Аделия, напротив, к буланому никакой симпатии не испытывала, вовсю лупила его каблуками по бокам, «качала» поводом, потом вытащила из ножен меч, с которым не расставалась, как выяснилось, с ночи побега, и принялась бить плашмя по конскому крупу.

Этого Годимир уже не выдержал. Догнал королевну, перехватил ее руку и мягко, но настойчиво объяснил, что если не жалеть коней, то придется оставшийся путь до Ошмян пешком проделать. Не согласиться с ним было трудно — если даже крепкий и выносливый игреневый взмок и дышал тяжело, то более слабый буланый уже втягивал воздух со свистом, роняя с губ и ноздрей клочья пены, а правый его глаз, обращенный к рыцарю, налился кровью и смотрел безумно и дико.

— Не держи меня, Годимир! — пыталась сопротивляться девушка.

— Падет конь, что делать будешь? — парировал он.

— На твоего пересяду! — дерзко ответила Аделия, но повод все-таки натянула.

Буланый издал утробный полувздох-полустон, в котором Годимиру почудилась благодарность, и перешел на рысь.

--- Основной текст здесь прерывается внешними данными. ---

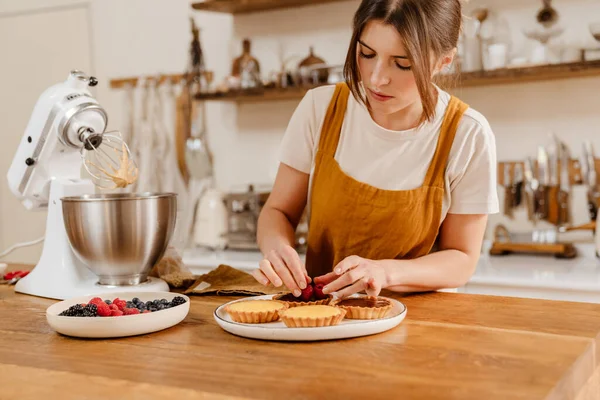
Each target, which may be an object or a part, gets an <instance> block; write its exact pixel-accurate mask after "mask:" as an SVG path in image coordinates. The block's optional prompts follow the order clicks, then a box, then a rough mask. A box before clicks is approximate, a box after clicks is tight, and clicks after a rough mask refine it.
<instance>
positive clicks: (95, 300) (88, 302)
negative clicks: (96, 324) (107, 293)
mask: <svg viewBox="0 0 600 400" xmlns="http://www.w3.org/2000/svg"><path fill="white" fill-rule="evenodd" d="M88 304H95V305H98V304H106V303H104V300H102V299H101V298H100V297H94V298H93V299H92V300H90V301H89V302H88Z"/></svg>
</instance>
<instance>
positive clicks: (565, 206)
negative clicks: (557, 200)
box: [557, 190, 571, 225]
mask: <svg viewBox="0 0 600 400" xmlns="http://www.w3.org/2000/svg"><path fill="white" fill-rule="evenodd" d="M557 197H558V224H559V225H568V224H570V223H571V210H570V207H569V192H565V191H564V190H559V191H558V193H557Z"/></svg>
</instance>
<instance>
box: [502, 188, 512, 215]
mask: <svg viewBox="0 0 600 400" xmlns="http://www.w3.org/2000/svg"><path fill="white" fill-rule="evenodd" d="M513 202H514V196H513V190H512V185H508V186H505V187H504V215H506V216H507V217H508V218H511V219H512V218H513V211H512V208H513Z"/></svg>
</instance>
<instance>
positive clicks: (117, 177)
mask: <svg viewBox="0 0 600 400" xmlns="http://www.w3.org/2000/svg"><path fill="white" fill-rule="evenodd" d="M80 139H81V140H82V143H83V147H82V148H81V158H82V161H83V166H84V167H85V169H86V171H87V172H88V173H89V174H90V176H91V177H92V180H93V182H94V184H95V185H96V186H97V187H99V188H101V189H118V188H125V187H127V186H129V185H131V184H133V183H135V182H136V181H137V178H138V166H137V164H136V163H135V160H133V159H132V157H131V151H130V150H129V146H127V143H125V141H124V140H123V137H122V136H121V133H120V132H119V131H112V132H105V133H102V134H97V133H93V132H84V133H82V136H81V137H80Z"/></svg>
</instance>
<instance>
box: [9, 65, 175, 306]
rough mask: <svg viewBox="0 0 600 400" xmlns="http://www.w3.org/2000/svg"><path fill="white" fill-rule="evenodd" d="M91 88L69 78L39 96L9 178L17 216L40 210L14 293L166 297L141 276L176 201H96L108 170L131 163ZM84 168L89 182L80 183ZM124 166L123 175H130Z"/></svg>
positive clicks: (117, 137) (159, 199)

— Некогда мне, некогда… — Королевна в нетерпении теребила ременной повод. — Поверишь, нет, Годимир? Я прямо ощущаю, как время мимо меня бежит.

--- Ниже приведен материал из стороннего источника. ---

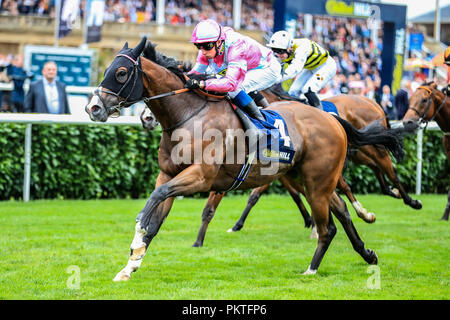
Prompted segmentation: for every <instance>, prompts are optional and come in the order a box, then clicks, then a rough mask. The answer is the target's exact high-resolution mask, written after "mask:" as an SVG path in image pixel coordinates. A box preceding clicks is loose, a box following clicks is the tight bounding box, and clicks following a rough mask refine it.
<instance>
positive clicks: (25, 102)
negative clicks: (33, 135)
mask: <svg viewBox="0 0 450 320" xmlns="http://www.w3.org/2000/svg"><path fill="white" fill-rule="evenodd" d="M57 72H58V70H57V66H56V63H55V62H53V61H49V62H47V63H46V64H45V65H44V67H43V68H42V75H43V76H44V77H43V78H42V80H38V81H35V82H33V83H32V84H31V85H30V90H29V91H28V94H27V97H26V101H25V112H33V113H53V114H63V113H67V114H69V113H70V109H69V103H68V100H67V93H66V85H65V84H64V83H62V82H60V81H58V80H56V75H57Z"/></svg>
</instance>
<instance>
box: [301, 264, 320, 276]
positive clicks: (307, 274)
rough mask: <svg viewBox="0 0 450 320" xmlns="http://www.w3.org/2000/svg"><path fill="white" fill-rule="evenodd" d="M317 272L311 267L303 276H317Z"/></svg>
mask: <svg viewBox="0 0 450 320" xmlns="http://www.w3.org/2000/svg"><path fill="white" fill-rule="evenodd" d="M316 273H317V270H313V269H311V265H309V266H308V270H306V271H305V272H303V274H304V275H305V276H306V275H310V274H316Z"/></svg>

— Ну, время всегда бежит мимо, — рассудительно ответил рыцарь. — Ничего. Успеем. Один мудрец-ученый из Басурмани говорил: поспешать нужно медленно.

— И что?

— И тогда везде успеешь.

— Эх! — Аделия махнула рукой и смолкла.

Почти две версты они проехали в тишине.

Кони веселели на глазах. Буланый стал дышать ровнее, а у скакуна Годимира даже нашлись силы оскалиться и клацнуть зубами. За что и получил удилами.

— Поскакали? — предложил словинец.

Аделия молча кивнула и ткнула коня пятками.

Они вновь помчались по дороге.

Та-да-дах, та-да-дах!

Копыта били в плотную землю, задавая ритм, в котором так и норовили умчаться беспокойные мысли.

Старясь облегчить ношу коню, рыцарь подался вперед, привстал на стременах. Чуть-чуть, самую малость, лишь бы только не давить на поясницу и без того уставшему коню.

Вот и пологий холм за речкой не речкой, ручьем не ручьем.

Подножие холма обнесено земляным валом, по гребню которого вкопаны толстые, но короткие колья. Годимир еще раз подивился слабости защитных сооружений, но не мог не обратить внимания на ухоженность огорожи. Вал нигде не оплыл, колья стояли торчком, как алебарды у крейцбергских пехотинцев-кнехтов. Через речку был перекинут неширокий — как раз впору одной телеге проехать или двум конникам в ряд — мосток. Он упирался в подножие бревенчатой надвратной башни — сооружение на вид довольно крепкое, обмазанное снаружи глиной, дабы уберечься от пожара.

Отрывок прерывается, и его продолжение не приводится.